Monday, December 14, 2009

Holiday Gift Guide: Field Notes on Democracy: Listening to Grasshoppers by Arundhati Roy

On the one hand, it might seem counterintuitive to offer Field Notes on Democracy: Listening to Grasshoppers (Haymarket Books) as a gift idea. Yet these thoughts on the very nature of democracy are a powerful gift, indeed. And what better time to read Booker Award-winning author Arundhati Roy’s examination of India’s crumbling democracy?
While we’re still arguing about whether there’s life after death, can we add another question to the cart? Is there life after democracy? What sort of life will it be? By “democracy” I don’t mean democracy as an ideal or an aspiration, I mean the working model: Western liberal democracy, and its variants, such as they are.

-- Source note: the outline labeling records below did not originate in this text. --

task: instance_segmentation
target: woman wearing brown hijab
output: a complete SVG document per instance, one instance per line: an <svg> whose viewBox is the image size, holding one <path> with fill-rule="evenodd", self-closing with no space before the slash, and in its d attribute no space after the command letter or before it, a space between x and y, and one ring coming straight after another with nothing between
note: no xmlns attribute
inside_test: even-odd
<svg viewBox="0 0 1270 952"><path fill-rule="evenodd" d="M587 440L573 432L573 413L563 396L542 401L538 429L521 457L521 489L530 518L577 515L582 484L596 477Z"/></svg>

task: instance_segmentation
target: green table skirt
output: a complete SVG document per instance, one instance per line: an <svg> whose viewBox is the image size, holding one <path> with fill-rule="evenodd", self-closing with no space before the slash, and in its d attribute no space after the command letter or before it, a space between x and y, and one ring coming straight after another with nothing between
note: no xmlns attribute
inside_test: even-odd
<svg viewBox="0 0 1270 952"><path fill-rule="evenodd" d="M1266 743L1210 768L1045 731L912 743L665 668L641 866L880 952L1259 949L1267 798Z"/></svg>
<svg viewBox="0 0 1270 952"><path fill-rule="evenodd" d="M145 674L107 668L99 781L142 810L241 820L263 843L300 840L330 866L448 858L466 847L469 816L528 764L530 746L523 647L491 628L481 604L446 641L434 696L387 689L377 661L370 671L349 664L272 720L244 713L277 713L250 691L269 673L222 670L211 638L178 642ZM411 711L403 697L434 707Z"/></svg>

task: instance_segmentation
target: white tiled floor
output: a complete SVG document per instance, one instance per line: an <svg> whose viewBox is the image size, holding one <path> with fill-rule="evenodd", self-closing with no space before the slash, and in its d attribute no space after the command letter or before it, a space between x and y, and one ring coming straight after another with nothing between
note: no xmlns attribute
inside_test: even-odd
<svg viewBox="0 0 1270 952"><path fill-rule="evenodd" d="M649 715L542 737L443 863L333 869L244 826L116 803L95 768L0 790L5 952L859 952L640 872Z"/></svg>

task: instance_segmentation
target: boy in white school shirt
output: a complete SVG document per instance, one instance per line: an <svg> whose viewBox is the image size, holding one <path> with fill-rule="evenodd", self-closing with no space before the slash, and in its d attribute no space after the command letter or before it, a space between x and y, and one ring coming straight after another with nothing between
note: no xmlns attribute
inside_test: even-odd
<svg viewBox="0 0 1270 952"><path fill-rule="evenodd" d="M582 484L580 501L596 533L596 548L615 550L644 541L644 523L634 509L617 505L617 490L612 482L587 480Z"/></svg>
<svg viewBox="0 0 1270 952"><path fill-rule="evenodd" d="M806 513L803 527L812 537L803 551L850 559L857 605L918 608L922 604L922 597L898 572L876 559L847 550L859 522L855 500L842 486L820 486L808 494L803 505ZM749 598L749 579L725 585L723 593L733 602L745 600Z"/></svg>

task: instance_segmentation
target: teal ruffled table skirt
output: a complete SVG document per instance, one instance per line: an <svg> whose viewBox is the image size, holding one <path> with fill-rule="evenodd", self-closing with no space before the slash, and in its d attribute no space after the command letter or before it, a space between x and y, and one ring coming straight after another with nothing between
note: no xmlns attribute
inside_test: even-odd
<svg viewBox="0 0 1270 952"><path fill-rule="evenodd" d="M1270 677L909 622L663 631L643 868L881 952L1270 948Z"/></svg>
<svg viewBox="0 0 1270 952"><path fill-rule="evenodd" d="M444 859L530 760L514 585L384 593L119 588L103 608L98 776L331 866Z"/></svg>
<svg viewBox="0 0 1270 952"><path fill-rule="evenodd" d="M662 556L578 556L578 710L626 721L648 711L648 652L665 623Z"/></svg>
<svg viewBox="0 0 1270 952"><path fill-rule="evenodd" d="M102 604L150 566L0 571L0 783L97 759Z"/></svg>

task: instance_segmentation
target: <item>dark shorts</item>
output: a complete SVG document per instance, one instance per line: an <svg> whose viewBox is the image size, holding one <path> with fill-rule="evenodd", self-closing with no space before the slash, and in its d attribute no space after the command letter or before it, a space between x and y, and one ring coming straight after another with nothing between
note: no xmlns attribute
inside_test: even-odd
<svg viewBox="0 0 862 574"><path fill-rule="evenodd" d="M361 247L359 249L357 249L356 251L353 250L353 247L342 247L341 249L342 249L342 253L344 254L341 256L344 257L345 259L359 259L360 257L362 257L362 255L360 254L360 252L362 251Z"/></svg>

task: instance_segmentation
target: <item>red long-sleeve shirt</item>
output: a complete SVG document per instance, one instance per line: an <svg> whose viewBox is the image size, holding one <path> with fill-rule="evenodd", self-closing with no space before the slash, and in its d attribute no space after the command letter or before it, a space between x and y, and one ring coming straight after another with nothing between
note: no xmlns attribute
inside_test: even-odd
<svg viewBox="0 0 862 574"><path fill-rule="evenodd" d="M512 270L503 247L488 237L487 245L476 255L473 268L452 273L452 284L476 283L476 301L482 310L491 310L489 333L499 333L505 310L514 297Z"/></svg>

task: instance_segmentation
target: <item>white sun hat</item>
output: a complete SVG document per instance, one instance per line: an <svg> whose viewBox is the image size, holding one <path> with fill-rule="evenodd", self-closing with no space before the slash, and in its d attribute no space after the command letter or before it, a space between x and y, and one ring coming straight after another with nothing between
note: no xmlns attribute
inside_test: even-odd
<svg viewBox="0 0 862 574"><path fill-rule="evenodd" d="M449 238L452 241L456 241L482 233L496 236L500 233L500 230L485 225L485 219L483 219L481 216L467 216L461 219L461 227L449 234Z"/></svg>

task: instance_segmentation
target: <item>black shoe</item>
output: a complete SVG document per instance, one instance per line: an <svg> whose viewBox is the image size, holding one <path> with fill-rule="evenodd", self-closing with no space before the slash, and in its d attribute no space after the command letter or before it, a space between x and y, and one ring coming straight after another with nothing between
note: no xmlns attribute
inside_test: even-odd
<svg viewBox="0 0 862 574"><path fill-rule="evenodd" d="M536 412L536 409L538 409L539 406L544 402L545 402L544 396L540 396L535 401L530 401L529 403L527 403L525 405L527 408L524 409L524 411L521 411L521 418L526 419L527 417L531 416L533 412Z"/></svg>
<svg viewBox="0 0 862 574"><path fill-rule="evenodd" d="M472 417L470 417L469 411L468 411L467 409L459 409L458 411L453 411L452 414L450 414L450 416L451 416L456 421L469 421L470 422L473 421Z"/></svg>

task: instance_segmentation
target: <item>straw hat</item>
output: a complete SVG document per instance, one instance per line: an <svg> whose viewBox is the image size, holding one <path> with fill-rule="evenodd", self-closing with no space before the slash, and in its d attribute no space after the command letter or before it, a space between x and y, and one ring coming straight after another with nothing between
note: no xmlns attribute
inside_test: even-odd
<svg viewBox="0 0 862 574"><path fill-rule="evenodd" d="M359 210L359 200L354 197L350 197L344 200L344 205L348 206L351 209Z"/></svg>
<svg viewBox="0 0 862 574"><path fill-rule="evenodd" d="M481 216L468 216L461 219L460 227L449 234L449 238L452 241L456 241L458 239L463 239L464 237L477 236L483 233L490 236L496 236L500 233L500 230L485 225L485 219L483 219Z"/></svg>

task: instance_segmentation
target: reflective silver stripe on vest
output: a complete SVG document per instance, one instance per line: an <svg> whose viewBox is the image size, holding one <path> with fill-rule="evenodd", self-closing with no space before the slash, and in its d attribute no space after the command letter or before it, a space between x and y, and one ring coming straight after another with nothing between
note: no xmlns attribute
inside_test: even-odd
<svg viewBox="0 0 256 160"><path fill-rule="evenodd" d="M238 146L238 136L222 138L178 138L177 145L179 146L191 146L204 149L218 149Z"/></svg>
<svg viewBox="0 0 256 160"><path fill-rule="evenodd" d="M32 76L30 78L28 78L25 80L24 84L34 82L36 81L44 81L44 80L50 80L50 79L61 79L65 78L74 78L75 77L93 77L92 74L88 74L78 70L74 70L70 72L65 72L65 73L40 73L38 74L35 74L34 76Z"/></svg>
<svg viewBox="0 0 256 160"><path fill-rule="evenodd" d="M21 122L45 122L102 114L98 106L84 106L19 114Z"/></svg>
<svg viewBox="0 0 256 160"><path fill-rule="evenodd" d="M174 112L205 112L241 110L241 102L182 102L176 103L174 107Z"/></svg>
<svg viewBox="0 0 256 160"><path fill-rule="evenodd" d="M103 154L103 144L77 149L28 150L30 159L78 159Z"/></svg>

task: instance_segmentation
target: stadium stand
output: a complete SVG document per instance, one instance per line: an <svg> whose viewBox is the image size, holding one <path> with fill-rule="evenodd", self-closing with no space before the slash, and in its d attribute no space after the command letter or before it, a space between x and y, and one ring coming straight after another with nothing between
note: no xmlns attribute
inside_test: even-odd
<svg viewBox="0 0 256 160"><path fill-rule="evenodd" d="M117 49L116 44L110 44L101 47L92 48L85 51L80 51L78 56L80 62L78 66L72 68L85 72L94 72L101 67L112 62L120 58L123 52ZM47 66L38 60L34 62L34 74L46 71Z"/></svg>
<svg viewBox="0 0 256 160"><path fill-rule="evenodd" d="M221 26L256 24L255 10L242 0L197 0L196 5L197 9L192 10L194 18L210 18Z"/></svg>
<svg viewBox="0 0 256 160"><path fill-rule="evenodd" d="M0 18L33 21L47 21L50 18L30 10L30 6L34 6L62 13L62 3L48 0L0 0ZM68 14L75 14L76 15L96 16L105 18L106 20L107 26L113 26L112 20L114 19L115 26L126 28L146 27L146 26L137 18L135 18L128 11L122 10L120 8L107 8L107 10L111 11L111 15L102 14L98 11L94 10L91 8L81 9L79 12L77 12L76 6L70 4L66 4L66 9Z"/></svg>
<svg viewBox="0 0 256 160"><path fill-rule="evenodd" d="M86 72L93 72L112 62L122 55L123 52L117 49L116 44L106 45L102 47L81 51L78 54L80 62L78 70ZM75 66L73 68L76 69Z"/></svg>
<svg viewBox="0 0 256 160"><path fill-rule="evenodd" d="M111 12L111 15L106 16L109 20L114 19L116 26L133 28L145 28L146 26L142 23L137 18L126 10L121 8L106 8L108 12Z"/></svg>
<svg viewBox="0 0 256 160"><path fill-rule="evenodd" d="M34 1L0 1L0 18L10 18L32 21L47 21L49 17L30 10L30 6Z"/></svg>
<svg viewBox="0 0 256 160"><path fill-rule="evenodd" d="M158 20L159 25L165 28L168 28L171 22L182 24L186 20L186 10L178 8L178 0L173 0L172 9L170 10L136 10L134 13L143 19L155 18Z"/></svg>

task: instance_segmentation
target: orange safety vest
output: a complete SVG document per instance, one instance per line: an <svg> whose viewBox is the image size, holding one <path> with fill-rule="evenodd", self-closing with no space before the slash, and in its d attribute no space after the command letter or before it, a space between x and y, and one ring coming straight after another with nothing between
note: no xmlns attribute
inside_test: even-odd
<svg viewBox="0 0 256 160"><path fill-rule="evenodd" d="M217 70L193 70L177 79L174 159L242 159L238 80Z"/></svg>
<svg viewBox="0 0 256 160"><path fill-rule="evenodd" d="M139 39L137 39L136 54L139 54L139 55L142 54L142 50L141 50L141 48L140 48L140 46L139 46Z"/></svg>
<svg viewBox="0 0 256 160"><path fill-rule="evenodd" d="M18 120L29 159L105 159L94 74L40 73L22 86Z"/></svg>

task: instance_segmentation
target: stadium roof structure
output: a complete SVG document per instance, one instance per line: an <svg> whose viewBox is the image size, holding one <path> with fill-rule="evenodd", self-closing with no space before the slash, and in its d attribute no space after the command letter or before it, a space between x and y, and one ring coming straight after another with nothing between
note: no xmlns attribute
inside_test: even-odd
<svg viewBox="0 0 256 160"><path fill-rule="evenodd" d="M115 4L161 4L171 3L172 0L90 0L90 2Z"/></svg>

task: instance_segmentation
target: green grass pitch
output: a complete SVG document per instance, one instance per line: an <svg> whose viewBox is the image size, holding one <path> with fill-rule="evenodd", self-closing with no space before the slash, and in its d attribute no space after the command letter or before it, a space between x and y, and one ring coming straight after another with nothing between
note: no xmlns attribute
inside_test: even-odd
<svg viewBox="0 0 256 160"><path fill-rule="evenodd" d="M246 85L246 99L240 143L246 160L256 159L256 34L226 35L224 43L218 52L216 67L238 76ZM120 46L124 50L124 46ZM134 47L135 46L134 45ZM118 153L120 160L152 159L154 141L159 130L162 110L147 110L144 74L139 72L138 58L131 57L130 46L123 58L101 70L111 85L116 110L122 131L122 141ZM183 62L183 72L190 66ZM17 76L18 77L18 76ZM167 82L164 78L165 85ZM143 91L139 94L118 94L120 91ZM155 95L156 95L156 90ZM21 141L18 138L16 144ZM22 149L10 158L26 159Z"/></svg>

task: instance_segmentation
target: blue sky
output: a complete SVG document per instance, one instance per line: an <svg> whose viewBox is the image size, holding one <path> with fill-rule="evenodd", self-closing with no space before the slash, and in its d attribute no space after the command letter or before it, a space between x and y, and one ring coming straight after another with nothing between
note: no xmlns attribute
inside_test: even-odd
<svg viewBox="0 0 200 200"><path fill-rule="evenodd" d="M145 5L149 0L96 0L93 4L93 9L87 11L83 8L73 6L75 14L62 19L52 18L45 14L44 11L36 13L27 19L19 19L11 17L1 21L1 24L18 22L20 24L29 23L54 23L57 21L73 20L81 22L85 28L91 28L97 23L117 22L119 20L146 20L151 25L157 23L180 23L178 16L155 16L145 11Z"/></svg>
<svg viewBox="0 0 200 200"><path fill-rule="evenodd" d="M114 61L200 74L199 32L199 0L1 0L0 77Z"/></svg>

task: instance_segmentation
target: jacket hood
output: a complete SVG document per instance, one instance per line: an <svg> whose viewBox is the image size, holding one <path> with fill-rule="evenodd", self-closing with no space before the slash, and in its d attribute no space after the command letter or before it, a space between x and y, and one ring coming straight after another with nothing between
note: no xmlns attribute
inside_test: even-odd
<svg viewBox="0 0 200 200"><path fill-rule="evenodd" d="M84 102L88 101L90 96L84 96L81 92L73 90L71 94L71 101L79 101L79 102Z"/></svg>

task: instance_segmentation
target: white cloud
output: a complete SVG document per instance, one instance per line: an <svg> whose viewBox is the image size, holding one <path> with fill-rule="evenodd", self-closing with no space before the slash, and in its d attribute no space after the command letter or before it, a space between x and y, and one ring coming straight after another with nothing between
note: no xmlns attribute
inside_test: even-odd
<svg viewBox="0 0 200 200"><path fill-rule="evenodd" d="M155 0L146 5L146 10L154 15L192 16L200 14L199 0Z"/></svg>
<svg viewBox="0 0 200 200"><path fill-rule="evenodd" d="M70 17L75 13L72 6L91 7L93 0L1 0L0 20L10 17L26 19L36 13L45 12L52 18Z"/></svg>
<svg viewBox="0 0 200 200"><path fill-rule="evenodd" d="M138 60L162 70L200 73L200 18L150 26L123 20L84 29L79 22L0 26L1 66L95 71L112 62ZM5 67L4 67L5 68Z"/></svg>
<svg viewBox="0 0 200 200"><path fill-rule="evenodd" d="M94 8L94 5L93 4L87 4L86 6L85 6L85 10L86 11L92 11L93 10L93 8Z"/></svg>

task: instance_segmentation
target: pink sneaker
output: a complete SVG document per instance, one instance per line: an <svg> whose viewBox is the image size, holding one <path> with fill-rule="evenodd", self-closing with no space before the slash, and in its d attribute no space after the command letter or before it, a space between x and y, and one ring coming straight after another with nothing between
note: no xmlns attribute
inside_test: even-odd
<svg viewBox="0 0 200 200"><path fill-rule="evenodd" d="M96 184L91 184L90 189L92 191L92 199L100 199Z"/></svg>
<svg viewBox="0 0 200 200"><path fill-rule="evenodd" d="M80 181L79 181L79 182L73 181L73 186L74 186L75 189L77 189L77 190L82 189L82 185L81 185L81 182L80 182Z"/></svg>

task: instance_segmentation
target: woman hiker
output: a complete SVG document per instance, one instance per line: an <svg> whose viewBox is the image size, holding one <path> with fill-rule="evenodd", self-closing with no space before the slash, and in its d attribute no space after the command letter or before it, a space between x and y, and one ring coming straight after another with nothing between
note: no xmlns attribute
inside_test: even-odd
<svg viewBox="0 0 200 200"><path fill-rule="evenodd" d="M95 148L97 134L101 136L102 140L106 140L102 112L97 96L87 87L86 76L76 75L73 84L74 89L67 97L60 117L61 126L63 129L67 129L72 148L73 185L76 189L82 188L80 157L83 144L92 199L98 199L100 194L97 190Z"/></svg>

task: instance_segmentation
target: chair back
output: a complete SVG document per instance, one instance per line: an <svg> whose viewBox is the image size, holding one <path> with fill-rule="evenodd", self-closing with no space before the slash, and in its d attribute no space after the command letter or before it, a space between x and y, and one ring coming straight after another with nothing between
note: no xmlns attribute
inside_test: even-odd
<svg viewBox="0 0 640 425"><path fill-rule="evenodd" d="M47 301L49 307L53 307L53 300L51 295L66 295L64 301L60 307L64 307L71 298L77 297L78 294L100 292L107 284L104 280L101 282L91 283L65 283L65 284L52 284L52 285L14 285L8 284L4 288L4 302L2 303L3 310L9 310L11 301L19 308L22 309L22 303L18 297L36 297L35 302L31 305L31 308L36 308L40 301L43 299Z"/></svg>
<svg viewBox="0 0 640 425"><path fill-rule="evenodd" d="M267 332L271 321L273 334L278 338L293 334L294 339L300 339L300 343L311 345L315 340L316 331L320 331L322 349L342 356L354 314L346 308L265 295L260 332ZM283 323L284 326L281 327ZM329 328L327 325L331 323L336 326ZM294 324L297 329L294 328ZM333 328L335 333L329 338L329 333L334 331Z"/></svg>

So is there life after democracy?
In this series of themed essays, Roy explores the questions and political challenges probably most important to India today: the marginalization of religious and ethnic minorities and the neo-liberal economic reforms that Roy argues are turning India into a police state.

“The idea of extermination is in the air. And people believe that faced with extermination they have the right to fight back. Perhaps they’ve been listening to the grasshoppers.”

The author of The God of Small Things, Roy writes with a rare and confident beauty. Passion rings through every line, passion and the belief that the things she’s writing about here are important, they need to be said. I think that’s true. In many ways, it’s true not just for India but the world.